# my favorite striper on the grill recipe



## fishinmama (Oct 14, 2006)

since we are all thinking striper thought i'd share this with you

striper fillets to serve 4 (probably 2 fillets from one fish unless its a bigun)

put the fillets in a glass dish to accomodate their size -- drizzle with good olive oil (turning so both sides are oily) let set 15-30 min. -- you can use melted butter/margarine for this, but it sets up & gets hard - the oo works better.

heat your grill.

in a separate saucepan, melt together 1/2-3/4 stick melted butter/marg (butter is better)
add 1/2 of a lime rind, grated
add the juice from same half of lime 
(you may use whole lime -- but this is too "limey" for me)
add about 2-3 tsps of powdered ginger -- use less if you are using real ginger, shaved, or grated
(optional- add some soy sauce if you like it--i don't usually use it)
the proportions in the sauce aren't critical-but don't overdo the lime or the ginger, or you'll find yourself adding more butter at the last minute. its a taste test kinda thing & it will taste acidy, but it'll be good on the fish.

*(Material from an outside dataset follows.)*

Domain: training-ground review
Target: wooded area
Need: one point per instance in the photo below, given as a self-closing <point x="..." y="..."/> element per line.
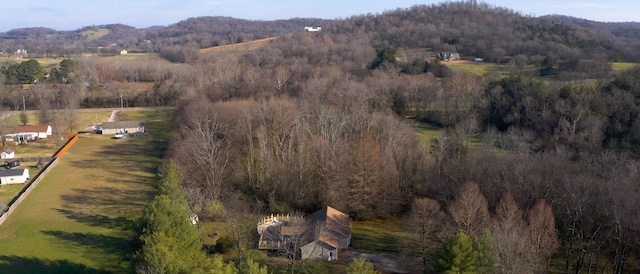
<point x="533" y="172"/>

grill striper over hot grill that has been sprayed w Pam or like product--about 7 min per side.
to serve--
pour sauce over, or serve sauce separately for guests to serve as desired. (good garnish-sauteed grape tomatoes-specially since we gor em in our garden)
excellent, served with rice (here's where i use the soy sauce when i serve) or wild rice
any combo of veggies you wish -- we like to grill up (in a grilling basket-type thing for the grill) zucchini/yellow squash slices & green & red pepper slices & onion wedges & tomatoes & mushrooms (use what you like, eliminate what you don't) all having been "marinated" (sort-of) in OO or Italian salad dressing at the same time we grill the striper.
veggies take maybe 10-12 min for crisp tender-keep an eye on em
fish takes about 15 min, depending on thickness. white wine goes well
YUMMY

also have a recipe somewhere that calls for cooking them with maple syrup (the real stuff-not the "log cabin" from the supermarket thats pretty good, but i gotta look for that one.


----------



## tom_s (Oct 20, 2006)

my favorite is with a pat of butter,slice of onion,salt and fresh cracked pepper.Wrap this in foil and put on a hot grill.Drink a cold beer(or two,depending on who you are ).Remove from grill(10-15 min depending on the size of your fillet),open the foil and chow down!
You can also add a hint of Old Bay or J.O. spice to it..


----------



## Lipyourown (May 11, 2005)

Sounds good, gonna try it Mama and let you know.


----------



## Rockstar (Jun 23, 2004)

Sounds good... can't beat grilled striper no matter which way yah do it... i'll have to give your recipe a try though.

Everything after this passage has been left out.